“Structurele oplossingen” vergen een gans nieuwe aanpak van het sociaal-economisch beleid.

ma, 28/01/2013

Artikel uit Trends.be
In het geel zie je de enige en echte reden waarom we langer zouden moeten werken.

Iedereen toonde zich erg kwaad op de leiding van multinational Ford toen de beslissing tot sluiting van de fabriek in Genk viel. Nu hakken we met z’n allen in op de leiding van een andere multinational, Arcelor Mittal, naar aanleiding van de schrapping van 1300 jobs in het reeds zo zwaar geteisterde Wallonië.

Er zit zeker een grond van waarheid in bepaalde van die verwijten en beschuldigen maar het zou ons allemaal veel meer helpen de echte realiteit rond deze debâcles inzake economische bedrijvigheid en tewerkstelling onder ogen te zien. De grote verontwaardiging die sommige politieke beleidsverantwoordelijken nogal ostentatief ten toon spreiden, stelt trouwens niet veel meer voor dan een goed doordachte poging om de aandacht van de eigen verantwoordelijkheden in dezen af te leiden. 

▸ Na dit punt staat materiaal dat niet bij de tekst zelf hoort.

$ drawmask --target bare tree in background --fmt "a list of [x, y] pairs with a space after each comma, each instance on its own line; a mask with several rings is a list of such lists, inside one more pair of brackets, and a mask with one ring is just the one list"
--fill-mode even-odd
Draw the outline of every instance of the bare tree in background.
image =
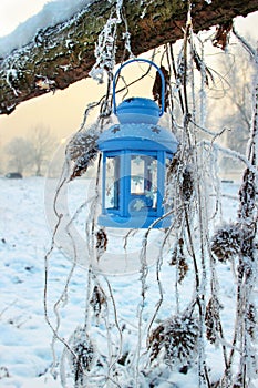
[[13, 137], [6, 146], [9, 169], [22, 174], [31, 165], [32, 146], [23, 137]]
[[35, 167], [35, 175], [42, 175], [43, 165], [49, 161], [50, 154], [55, 146], [55, 139], [51, 135], [50, 129], [39, 124], [29, 132], [31, 143], [31, 161]]

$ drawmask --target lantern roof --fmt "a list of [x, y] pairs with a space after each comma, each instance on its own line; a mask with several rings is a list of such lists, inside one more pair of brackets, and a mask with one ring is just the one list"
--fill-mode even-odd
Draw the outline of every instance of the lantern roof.
[[101, 151], [153, 150], [175, 153], [175, 135], [159, 125], [146, 123], [116, 124], [105, 130], [97, 140]]

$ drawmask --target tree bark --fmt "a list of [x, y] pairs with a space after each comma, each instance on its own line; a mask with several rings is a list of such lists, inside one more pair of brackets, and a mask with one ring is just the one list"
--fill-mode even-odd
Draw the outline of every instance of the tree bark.
[[[195, 0], [194, 31], [229, 23], [237, 16], [258, 10], [257, 0]], [[95, 63], [95, 43], [116, 1], [97, 0], [70, 21], [38, 32], [33, 42], [0, 59], [0, 114], [10, 114], [22, 101], [33, 99], [89, 76]], [[131, 49], [138, 55], [183, 37], [187, 1], [124, 0], [123, 17], [131, 33]], [[118, 24], [116, 62], [124, 58], [125, 23]]]

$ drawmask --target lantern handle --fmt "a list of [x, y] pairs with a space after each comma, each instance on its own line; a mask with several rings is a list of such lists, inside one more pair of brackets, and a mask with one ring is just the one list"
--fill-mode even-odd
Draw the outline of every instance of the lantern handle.
[[164, 110], [165, 110], [165, 78], [164, 74], [162, 72], [162, 70], [158, 68], [158, 65], [156, 65], [156, 63], [154, 63], [153, 61], [149, 61], [148, 59], [143, 59], [143, 58], [136, 58], [136, 59], [131, 59], [128, 61], [126, 61], [125, 63], [123, 63], [120, 69], [116, 71], [115, 75], [114, 75], [114, 80], [113, 80], [113, 106], [114, 106], [114, 113], [116, 114], [116, 100], [115, 100], [115, 86], [116, 86], [116, 79], [121, 73], [121, 70], [126, 67], [127, 64], [132, 63], [132, 62], [146, 62], [148, 64], [151, 64], [152, 67], [154, 67], [162, 79], [162, 108], [159, 109], [159, 116], [163, 115]]

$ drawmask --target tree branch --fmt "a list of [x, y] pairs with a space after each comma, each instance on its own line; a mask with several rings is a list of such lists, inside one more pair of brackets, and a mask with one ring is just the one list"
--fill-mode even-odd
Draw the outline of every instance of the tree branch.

Terwijl, onder meer, onze geografische ligging en de kwaliteit van ons arbeidspotentieel ons land aanzienlijke perspectieven blijven bieden op het vlak van economische en industriële bedrijvigheid, komt steeds meer aan de orde dat ondernemers en ondernemingen met toenemende hinderpalen dienen af te rekenen.

Onze hoge fiscale druk en de complexiteit en vaak ineffectiviteit van de reglementering zijn belangrijke handicaps. Hetzelfde geldt ook inzake onze relatieve loonkosten die onze ondernemingen opzadelen met een concurrentiële handicap van minstens 10%. En dan is er zeker ook nog de ronduit vijandige houding die sommige politici en vakbondsleiders aannemen tegenover ondernemers en ondernemingen. Gaat de economie in haar geheel in recessie, dan beginnen deze negatieve factoren extra zwaar door te wegen op de bereidheid van ondernemers om hier risico’s te nemen, jobs te creëren en te investeren. 

Minister van Werk Monica De Coninck liet onmiddellijk weten dat zowel regionaal als federaal, en liefst samen, moet gezocht worden naar “structurele oplossingen”. Twee mogelijke ingrepen horen daar zeker niet bij. Ten eerste, brugpensioenen en andere vormen van definitieve vervroegde uittreding zijn volkomen uit den boze. De simpele realiteit is dat we als gemeenschap gewoon niet meer de middelen hebben om dergelijke ingrepen te financieren. Bovendien komt de periode van systemische krapte op de arbeidsmarkt stilaan maar zeker dichterbij. Er dient dus te worden ingezet op herscholing en bij-training, liefst ondersteund door significante financiële prikkels voor alle betrokkenen.